Sharon Stone in custody battle with her former husband Phil Bronstein
The judge presiding over Sharon Stone's custody battle has questioned the actress' commitment to her son Roan Photo: GETTY IMAGES

The claim was reportedly contained in court papers obtained by a celebrity website following Ms Stone's unsuccessful custody battle with her former husband Phil Bronstein.

The document portrayed the 50-year-old star of the Basic Instinct films as an alarmist parent who had become convinced that Roan, whom the couple adopted, suffered from a spinal condition despite there being "no evidence" to back up her belief.

Judge Anne-Christine Massullo of San Francisco Superior Court also reportedly suggested that Ms Stone's acting commitments meant that she was often an absent parent who passed on many of her responsibilities to third parties because of her busy schedule and frequent travels.

The document, known as a Tentative Statement of Decision, set out the judge's decision to deny Ms Stone's request to have custody arrangements modified to allow her to bring the child, who lives with Mr Bronstein in San Francisco, to her home in Los Angeles.

Ms Stone separated from Mr Bronstein, a newspaper editor, five years ago and the couple later divorced quietly.

In one highly critical passage the judge questions Ms Stone's commitment to the boy remarking: "If Mother has, in fact, limited her career to make herself available for Roan, she has done little to make this evident to Roan, his school or this court."

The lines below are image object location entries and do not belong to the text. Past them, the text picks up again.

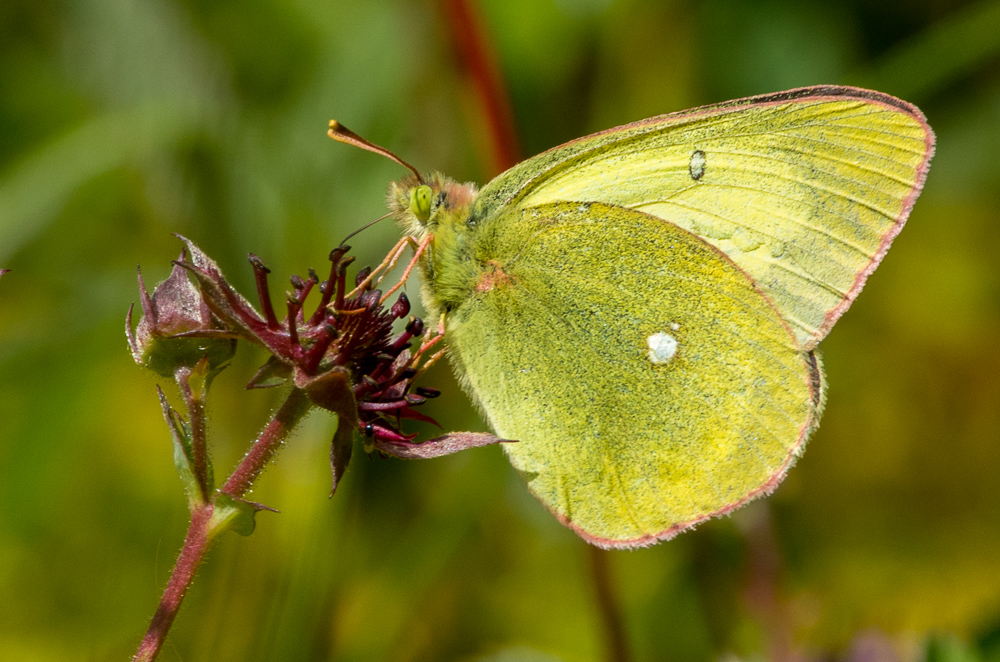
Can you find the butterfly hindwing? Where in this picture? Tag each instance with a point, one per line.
(649, 382)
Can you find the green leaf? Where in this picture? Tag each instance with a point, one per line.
(232, 514)
(183, 453)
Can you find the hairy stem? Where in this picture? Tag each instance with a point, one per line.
(267, 444)
(194, 402)
(200, 535)
(608, 607)
(195, 545)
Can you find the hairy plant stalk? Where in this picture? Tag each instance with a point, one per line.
(201, 532)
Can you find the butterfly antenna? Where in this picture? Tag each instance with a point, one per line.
(342, 134)
(365, 227)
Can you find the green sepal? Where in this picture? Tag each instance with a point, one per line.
(232, 514)
(180, 432)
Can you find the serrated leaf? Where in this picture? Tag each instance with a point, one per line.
(232, 514)
(444, 445)
(183, 453)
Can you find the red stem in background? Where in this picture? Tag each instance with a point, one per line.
(477, 57)
(476, 54)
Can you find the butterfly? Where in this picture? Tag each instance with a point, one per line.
(640, 308)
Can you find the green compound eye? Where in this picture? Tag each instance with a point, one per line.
(420, 202)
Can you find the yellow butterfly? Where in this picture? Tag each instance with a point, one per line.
(640, 308)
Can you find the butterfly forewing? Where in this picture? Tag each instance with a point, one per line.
(803, 190)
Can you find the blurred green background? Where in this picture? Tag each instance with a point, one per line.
(122, 121)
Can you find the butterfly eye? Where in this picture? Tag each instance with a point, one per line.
(420, 202)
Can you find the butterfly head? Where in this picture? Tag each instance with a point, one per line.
(423, 206)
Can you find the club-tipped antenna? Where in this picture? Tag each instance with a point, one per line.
(365, 227)
(342, 134)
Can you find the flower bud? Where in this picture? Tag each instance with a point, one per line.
(177, 329)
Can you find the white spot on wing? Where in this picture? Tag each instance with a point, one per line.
(696, 168)
(662, 347)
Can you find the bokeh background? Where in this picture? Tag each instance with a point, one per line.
(122, 121)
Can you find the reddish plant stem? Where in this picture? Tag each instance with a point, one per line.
(199, 537)
(475, 52)
(195, 405)
(267, 444)
(195, 545)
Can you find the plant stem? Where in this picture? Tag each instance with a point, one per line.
(195, 404)
(195, 545)
(200, 536)
(476, 53)
(607, 604)
(267, 444)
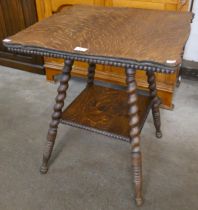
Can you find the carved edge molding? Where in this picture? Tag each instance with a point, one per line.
(117, 62)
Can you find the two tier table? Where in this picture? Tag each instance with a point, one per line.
(124, 37)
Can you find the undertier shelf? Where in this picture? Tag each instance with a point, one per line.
(104, 110)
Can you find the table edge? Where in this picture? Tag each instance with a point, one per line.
(111, 61)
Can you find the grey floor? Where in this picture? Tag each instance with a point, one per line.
(89, 171)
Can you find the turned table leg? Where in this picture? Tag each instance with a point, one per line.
(155, 103)
(134, 134)
(56, 116)
(91, 74)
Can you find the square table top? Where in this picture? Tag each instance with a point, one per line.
(104, 33)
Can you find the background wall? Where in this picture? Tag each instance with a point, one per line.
(191, 50)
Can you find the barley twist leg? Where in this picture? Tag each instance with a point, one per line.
(56, 116)
(91, 74)
(155, 103)
(134, 134)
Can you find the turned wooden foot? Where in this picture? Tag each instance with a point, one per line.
(91, 74)
(56, 116)
(155, 103)
(134, 135)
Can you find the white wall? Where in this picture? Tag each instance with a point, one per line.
(191, 49)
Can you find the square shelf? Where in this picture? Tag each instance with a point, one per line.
(105, 110)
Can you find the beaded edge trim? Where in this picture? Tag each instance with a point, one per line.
(117, 62)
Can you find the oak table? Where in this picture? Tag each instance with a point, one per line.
(130, 38)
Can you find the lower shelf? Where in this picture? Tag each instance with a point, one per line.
(104, 110)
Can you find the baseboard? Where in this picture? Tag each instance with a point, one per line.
(189, 70)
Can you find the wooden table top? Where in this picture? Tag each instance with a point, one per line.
(127, 34)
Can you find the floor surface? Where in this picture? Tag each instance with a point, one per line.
(90, 171)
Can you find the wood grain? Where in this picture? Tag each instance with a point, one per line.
(104, 109)
(133, 33)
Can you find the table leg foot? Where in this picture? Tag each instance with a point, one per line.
(43, 169)
(134, 135)
(139, 201)
(158, 134)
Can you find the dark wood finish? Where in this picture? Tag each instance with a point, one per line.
(91, 74)
(74, 28)
(15, 16)
(56, 116)
(105, 109)
(83, 22)
(155, 103)
(134, 123)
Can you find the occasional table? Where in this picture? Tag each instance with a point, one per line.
(130, 38)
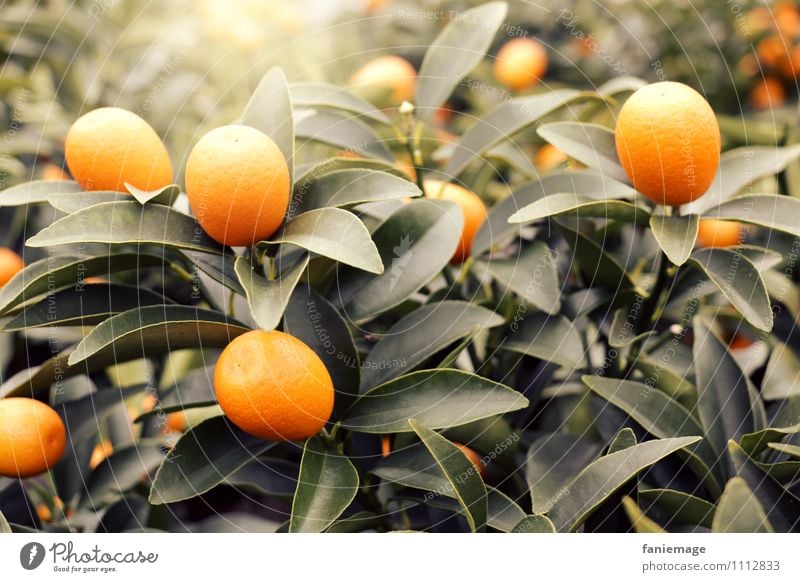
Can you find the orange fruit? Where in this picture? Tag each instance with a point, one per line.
(471, 206)
(549, 157)
(53, 172)
(767, 93)
(273, 386)
(32, 437)
(110, 146)
(520, 63)
(10, 264)
(719, 233)
(237, 181)
(476, 459)
(668, 141)
(389, 72)
(100, 453)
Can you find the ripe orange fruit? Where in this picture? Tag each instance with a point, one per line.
(549, 157)
(32, 437)
(719, 233)
(389, 72)
(476, 459)
(767, 93)
(273, 386)
(471, 206)
(520, 63)
(10, 264)
(237, 182)
(668, 141)
(110, 146)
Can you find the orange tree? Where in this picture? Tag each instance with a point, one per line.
(574, 362)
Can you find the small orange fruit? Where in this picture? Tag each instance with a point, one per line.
(520, 63)
(237, 181)
(389, 72)
(668, 141)
(32, 437)
(476, 459)
(719, 233)
(10, 264)
(471, 206)
(110, 146)
(767, 93)
(273, 386)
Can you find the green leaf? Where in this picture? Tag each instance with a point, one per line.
(727, 403)
(120, 472)
(312, 319)
(268, 298)
(739, 511)
(454, 53)
(62, 271)
(154, 330)
(550, 338)
(347, 187)
(588, 143)
(662, 417)
(678, 505)
(35, 192)
(327, 484)
(203, 458)
(533, 275)
(604, 476)
(675, 235)
(327, 96)
(333, 233)
(270, 111)
(739, 281)
(534, 524)
(343, 132)
(421, 334)
(85, 304)
(773, 211)
(503, 122)
(553, 461)
(740, 167)
(781, 505)
(640, 522)
(582, 207)
(462, 476)
(496, 229)
(127, 223)
(415, 243)
(387, 408)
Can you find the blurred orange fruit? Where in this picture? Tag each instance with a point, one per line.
(273, 386)
(472, 207)
(237, 181)
(32, 437)
(520, 63)
(668, 141)
(110, 146)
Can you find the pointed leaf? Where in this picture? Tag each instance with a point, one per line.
(420, 395)
(327, 484)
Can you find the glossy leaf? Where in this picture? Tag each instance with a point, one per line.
(202, 459)
(676, 235)
(327, 484)
(588, 143)
(268, 298)
(420, 395)
(604, 476)
(421, 334)
(454, 53)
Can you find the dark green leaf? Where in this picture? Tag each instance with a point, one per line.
(327, 484)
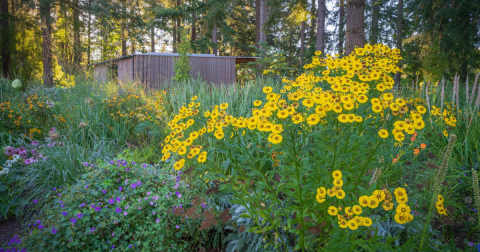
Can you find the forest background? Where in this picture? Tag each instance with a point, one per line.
(51, 40)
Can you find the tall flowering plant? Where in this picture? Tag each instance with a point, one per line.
(302, 160)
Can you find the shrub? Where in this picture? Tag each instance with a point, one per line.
(314, 153)
(121, 204)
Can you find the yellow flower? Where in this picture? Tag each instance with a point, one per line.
(332, 211)
(363, 201)
(387, 205)
(399, 136)
(182, 151)
(440, 198)
(340, 194)
(352, 224)
(337, 174)
(179, 164)
(313, 119)
(267, 89)
(219, 134)
(224, 106)
(383, 133)
(275, 138)
(357, 209)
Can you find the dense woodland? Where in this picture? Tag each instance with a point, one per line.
(53, 39)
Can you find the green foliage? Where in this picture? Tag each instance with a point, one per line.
(182, 64)
(127, 204)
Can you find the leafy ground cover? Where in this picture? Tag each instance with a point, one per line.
(335, 159)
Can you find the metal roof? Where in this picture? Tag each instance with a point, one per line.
(239, 59)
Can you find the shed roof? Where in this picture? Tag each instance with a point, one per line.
(238, 59)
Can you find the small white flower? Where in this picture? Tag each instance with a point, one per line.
(16, 84)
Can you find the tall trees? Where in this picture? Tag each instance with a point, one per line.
(45, 9)
(5, 38)
(321, 26)
(355, 25)
(399, 33)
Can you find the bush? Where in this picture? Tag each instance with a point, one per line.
(122, 205)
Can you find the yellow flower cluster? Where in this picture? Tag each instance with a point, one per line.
(440, 208)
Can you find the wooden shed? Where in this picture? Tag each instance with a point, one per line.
(153, 69)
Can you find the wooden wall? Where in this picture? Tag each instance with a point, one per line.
(153, 70)
(101, 72)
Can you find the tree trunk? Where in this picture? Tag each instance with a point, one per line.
(152, 36)
(47, 43)
(321, 26)
(399, 34)
(302, 42)
(89, 29)
(313, 17)
(5, 38)
(214, 39)
(194, 28)
(77, 47)
(341, 33)
(374, 25)
(355, 25)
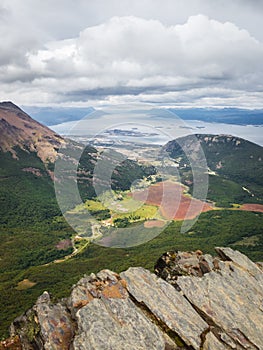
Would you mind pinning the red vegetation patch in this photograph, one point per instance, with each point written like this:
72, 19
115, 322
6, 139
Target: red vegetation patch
173, 203
154, 223
252, 207
64, 244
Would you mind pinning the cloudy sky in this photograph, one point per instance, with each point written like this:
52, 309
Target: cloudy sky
101, 52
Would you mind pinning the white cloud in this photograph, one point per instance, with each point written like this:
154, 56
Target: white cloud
131, 56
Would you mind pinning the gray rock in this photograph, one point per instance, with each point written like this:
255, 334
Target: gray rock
115, 324
56, 326
209, 304
231, 298
167, 304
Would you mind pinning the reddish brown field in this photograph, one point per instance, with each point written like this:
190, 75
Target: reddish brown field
252, 207
173, 203
154, 223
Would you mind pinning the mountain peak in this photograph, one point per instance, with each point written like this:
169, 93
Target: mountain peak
18, 129
9, 105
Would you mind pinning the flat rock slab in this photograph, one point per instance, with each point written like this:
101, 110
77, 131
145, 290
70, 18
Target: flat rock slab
115, 324
231, 298
168, 305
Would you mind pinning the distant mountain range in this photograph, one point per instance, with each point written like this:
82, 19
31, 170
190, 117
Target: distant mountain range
221, 115
56, 115
235, 166
36, 241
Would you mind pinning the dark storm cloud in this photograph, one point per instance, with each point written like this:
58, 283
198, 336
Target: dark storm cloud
57, 51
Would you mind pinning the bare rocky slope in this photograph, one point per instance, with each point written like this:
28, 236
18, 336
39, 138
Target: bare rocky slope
18, 128
200, 302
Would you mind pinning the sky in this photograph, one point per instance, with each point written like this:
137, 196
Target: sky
185, 53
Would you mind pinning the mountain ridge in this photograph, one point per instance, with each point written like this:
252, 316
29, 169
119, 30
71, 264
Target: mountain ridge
19, 129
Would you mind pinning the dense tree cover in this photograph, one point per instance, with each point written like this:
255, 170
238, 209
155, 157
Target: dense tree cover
215, 228
236, 162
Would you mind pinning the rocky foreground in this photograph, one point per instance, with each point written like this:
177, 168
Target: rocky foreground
205, 303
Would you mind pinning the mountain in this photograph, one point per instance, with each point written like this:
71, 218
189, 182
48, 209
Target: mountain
38, 249
234, 166
236, 116
18, 129
202, 302
57, 115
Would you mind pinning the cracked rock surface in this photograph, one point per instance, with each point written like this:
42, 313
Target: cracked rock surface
195, 302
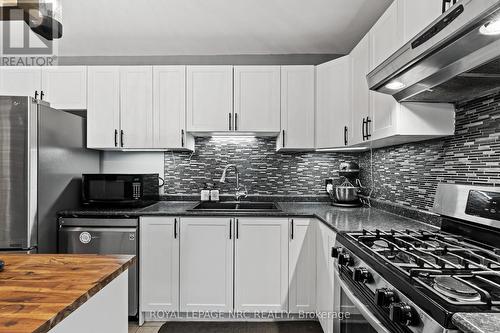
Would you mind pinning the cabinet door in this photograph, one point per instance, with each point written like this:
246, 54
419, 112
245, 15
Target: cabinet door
159, 269
169, 108
136, 109
297, 108
302, 266
210, 98
103, 113
20, 81
417, 15
360, 62
65, 87
333, 104
261, 264
325, 267
386, 37
257, 98
206, 264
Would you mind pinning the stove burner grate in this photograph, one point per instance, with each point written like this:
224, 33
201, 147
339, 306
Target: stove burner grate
453, 288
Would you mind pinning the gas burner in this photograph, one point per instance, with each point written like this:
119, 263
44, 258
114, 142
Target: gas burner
381, 244
455, 289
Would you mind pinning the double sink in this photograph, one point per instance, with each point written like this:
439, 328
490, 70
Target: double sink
231, 206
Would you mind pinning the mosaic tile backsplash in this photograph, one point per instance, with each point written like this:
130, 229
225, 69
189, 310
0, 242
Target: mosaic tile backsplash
263, 170
408, 174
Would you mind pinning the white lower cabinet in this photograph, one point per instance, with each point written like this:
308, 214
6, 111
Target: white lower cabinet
159, 264
302, 266
206, 264
261, 264
325, 287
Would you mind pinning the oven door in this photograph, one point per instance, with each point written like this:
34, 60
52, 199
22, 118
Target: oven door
360, 318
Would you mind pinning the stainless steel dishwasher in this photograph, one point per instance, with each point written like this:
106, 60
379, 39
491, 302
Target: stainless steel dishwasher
103, 236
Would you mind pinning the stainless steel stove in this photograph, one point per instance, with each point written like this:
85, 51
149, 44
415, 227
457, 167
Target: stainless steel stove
415, 280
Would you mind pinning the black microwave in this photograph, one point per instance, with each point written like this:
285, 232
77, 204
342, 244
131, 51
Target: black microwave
119, 189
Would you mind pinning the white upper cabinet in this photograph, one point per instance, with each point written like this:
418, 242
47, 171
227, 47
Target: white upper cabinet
20, 81
417, 15
206, 264
297, 108
65, 87
386, 37
159, 268
257, 99
136, 116
333, 103
120, 107
360, 101
103, 114
169, 108
302, 266
261, 264
210, 98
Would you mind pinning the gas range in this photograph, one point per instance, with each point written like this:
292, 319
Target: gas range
415, 280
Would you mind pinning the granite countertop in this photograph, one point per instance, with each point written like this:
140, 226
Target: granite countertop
339, 219
37, 291
477, 322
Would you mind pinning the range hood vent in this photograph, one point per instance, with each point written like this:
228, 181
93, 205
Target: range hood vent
453, 60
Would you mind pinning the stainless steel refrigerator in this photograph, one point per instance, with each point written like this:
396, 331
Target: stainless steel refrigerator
42, 157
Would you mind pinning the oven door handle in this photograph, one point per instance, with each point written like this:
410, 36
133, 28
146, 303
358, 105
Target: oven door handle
363, 309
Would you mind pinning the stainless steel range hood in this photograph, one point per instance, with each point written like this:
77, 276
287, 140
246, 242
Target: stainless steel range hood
455, 59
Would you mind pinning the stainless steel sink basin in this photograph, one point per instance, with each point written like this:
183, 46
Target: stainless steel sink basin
247, 206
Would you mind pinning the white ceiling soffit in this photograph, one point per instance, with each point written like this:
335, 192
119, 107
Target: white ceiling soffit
215, 27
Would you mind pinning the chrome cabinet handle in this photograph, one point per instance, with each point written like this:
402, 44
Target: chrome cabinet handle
237, 228
368, 121
363, 129
175, 228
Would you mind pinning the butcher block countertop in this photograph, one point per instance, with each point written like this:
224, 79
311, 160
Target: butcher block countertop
37, 291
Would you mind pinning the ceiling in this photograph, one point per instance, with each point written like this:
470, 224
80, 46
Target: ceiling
215, 27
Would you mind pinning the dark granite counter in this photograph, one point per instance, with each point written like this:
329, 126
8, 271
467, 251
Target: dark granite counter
339, 219
477, 322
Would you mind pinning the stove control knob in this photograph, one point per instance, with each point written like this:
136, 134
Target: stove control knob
403, 314
385, 297
362, 275
344, 259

Ms Stone's attorney was not available for comment last night.

Describing the actress's relationship with the boy, the document, which was obtained by the website, allege: "Mother appears to overreact to many medical issues involving Roan."

Despite his young age, Ms Stone's alleged over-reactions were "painfully real" to the boy, the judge remarked.

She went on: "Another example of an overreaction is that Mother suggested that Roan should have Botox injections in his feet to resolve a problem he had with foot odour.

"As Father appropriately noted, the simple and common sense approach of making sure Roan wore socks with his shoes and used foot deodorant corrected the odour problem without the need for any invasive procedure on this young child."

It adds: "Father has championed for Roan's well-being out of, what appears to this court, nothing less than the unconditional love for his son.

"Unfortunately, and for unexplained reasons, it appears that Mother did not involve herself to the extent she could or should have in this process ... Mother has attempted to put up roadblocks to Roan's getting help, or has decided against participating in his care."

Mr Bronstein, the former editor-in-chief of the San Francisco Chronicle, was once known by the nickname "El Macho".

Before marrying the Hollywood star he was best known as the reporter who first documented the former Philippine First Lady Imelda Marcos's vast collection of shoes after the collapse of her husband President Ferdinand Marcos's regime in 1986.

During the couple's marriage Ms Stone once arranged for him to visit a rare 7ft komodo dragon at the Los Angeles zoo as a Father's Day surprise.

But the treat ended in disaster with Mr Bronstein being rushed to hospital after being bitten in the foot by the reptile.